Python

News, Python, Science

Using pyearthquake to plot Japan USGS earthquake data into the near real-time MODIS satellite imagery

The aim of this post is to show to the reader how to plot the recent Japan earthquake data from the USGS using the pyearthquake module. If you want to know more information about the pyearthquake module, take a look in this post where I previously used it. pyearthquake is a pure-python module which exposes an API to retrieve data from the USGS site as well from the MODIS Rapid Response System (recently, they created a separate project to handle Japan daily images).

Installing pyearthquake

The first thing we need to do is to install the Python pyearthquake module, you can do it using easy_install from setuptools:

easy_install pyearthquake

The easy_install should automatically handle the required modules, but if you face problems (specially in Ubuntu with basemap, here is the version requirements: matplotlib >= 0.99.0, numpy >= 1.3.0, PIL >= 1.1.6 and basemap >= 0.99.4.

Retrieving USGS catalogs

USGS provides the follow catalog datasets:

M1+ Earthquakes (past hour) – M1+PAST_HOUR

This is the worldwide catalog with earthquake data from the past hour;

M1+ Earthquakes (past day) – M1+PAST_DAY

This is the worldwide catalog with earthquake data from the past day;

M1+ Earthquakes (past 7 days) – M1+PAST_7DAY

This is the worldwide catalog with earthquake data from the past 7 days;

This is how you retrieve any of these catalogs using pyearthquake:

>>> from pyearthquake import *
>>> catalog = usgs.retrieve_catalog("M1+PAST_7DAY")
>>> len(catalog)
1179

In that context, we have 1179 incidents with magnitude 1+ from the past 7 days.

Lets filter now only events with magnitude 6+, which represents the recent significant earthquakes:

>>> mag6_list = [event for event in catalog if float(event["Magnitude"]) >= 6.0]
>>> len(mag6_list)
30

We have now 30 events with magnitude 6+ from the past 7 days, let’s print it:

>>> for row in mag6_list:
...    print row["Eqid"], row["Magnitude"], row["Depth"],
...          row["Datetime"], row["Depth"], row["Region"]
...
c0001z5z 6.3 8.70 Friday, March 11, 2011 20:11:22 UTC 8.70 near the east coast of Honshu, Japan
c0001z4n 6.6 10.00 Friday, March 11, 2011 19:46:49 UTC 10.00 near the west coast of Honshu, Japan
c0001z2t 6.1 24.80 Friday, March 11, 2011 19:02:58 UTC 24.80 near the east coast of Honshu, Japan
c0001z2a 6.2 10.00 Friday, March 11, 2011 18:59:15 UTC 10.00 near the west coast of Honshu, Japan
c0001yib 6.2 18.90 Friday, March 11, 2011 15:13:14 UTC 18.90 near the east coast of Honshu, Japan
c0001y4u 6.5 11.60 Friday, March 11, 2011 11:36:39 UTC 11.60 near the east coast of Honshu, Japan
(...)

As you can see, almost all last events are earthquakes from the Japan coast. Here, you can extract any individual event and retrieve USGS products like ShakeMaps, etc (see more information in this post on how to fetch and show those USGS products).

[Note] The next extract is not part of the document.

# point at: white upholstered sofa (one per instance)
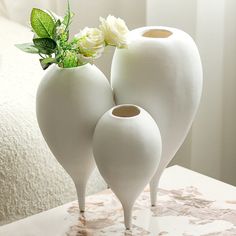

Plotting events into the map

Now we will plot those events into the map (pyearthquake uses the matplotlib toolkit called basemap to plot events into the map):

>>> usgs.plot_events(catalog)

The “catalog” variable is the same we retrieved before using the USGS M1+PAST_7DAY catalog.

Here is what what this statement will show:

Now we can zoom into Japan using the button , and this is the result:

The colored dots are the events from the retrieved catalog, the more strong the color the more strong was the earthquake; see the dark red color near the cost, that event was the unfortunate and catastrophic 8.9 magnitude earthquake which devastated Japan yesterday.

Retrieving near real-time MODIS Rapid Response images

MODIS has processed image subsets of Aqua and Terra satellites. One of these subsets is called “japan” and it has the entire country coverage. Let’s retrieve this MODIS subset and then plot our events in this same map:

>>> import datetime
>>> now = datetime.datetime.now()
>>> bmap = modis.get_modis_subset(now,
                              "Japan",
                              satellite_name="terra",
                              resolution="250m",
                              show=False)
>>> usgs.plot_events(catalog, bmap)

What pyearthquake is going to do here is to download (this may take some time) the entire subset for the resolution of 250m (the best available), parse the subset metadata, align image into the map between the lat/lng bounds and then plot the events over this satellite image, so we’ll have the last high resolution satellite images from the Japan together with the earthquake events plot, and here is the result:

And here is the zoom near the coast:

matplotlib >= 0.99.0, numpy >= 1.3.0, PIL >= 1.1.6 and basemap >= 0.99.4
News, Python

Invite: PyCon US 2011 – Genetic Programming in Python

If you are going to PyCon US 2011, I would like to invite you to the talk “Genetic Programming in Python“, the talk will be given by Eric Floehr on March 12th 1:20 p.m. – 2:05 p.m.

Here is the abstract:

Did you know you can create and evolve programs that find solutions to problems? This talk walks through how to use Genetic Algorithms and Genetic Programming as tools to discover solutions to hard problems, when to use GA/GP, setting up the GA/GP environment, and interpreting the results. Using pyevolve, we’ll walk through a real-world implementation creating a GP that predicts the weather.

(…)

Genetic Algorithms (GA) and Genetic Programming (GP) are methods used to search for and optimize solutions in large solution spaces. GA/GP use concepts borrowed from natural evolution, such as mutation, cross-over, selection, population, and fitness to generate solutions to problems. If done well, these solutions will become better as the GA/GP runs.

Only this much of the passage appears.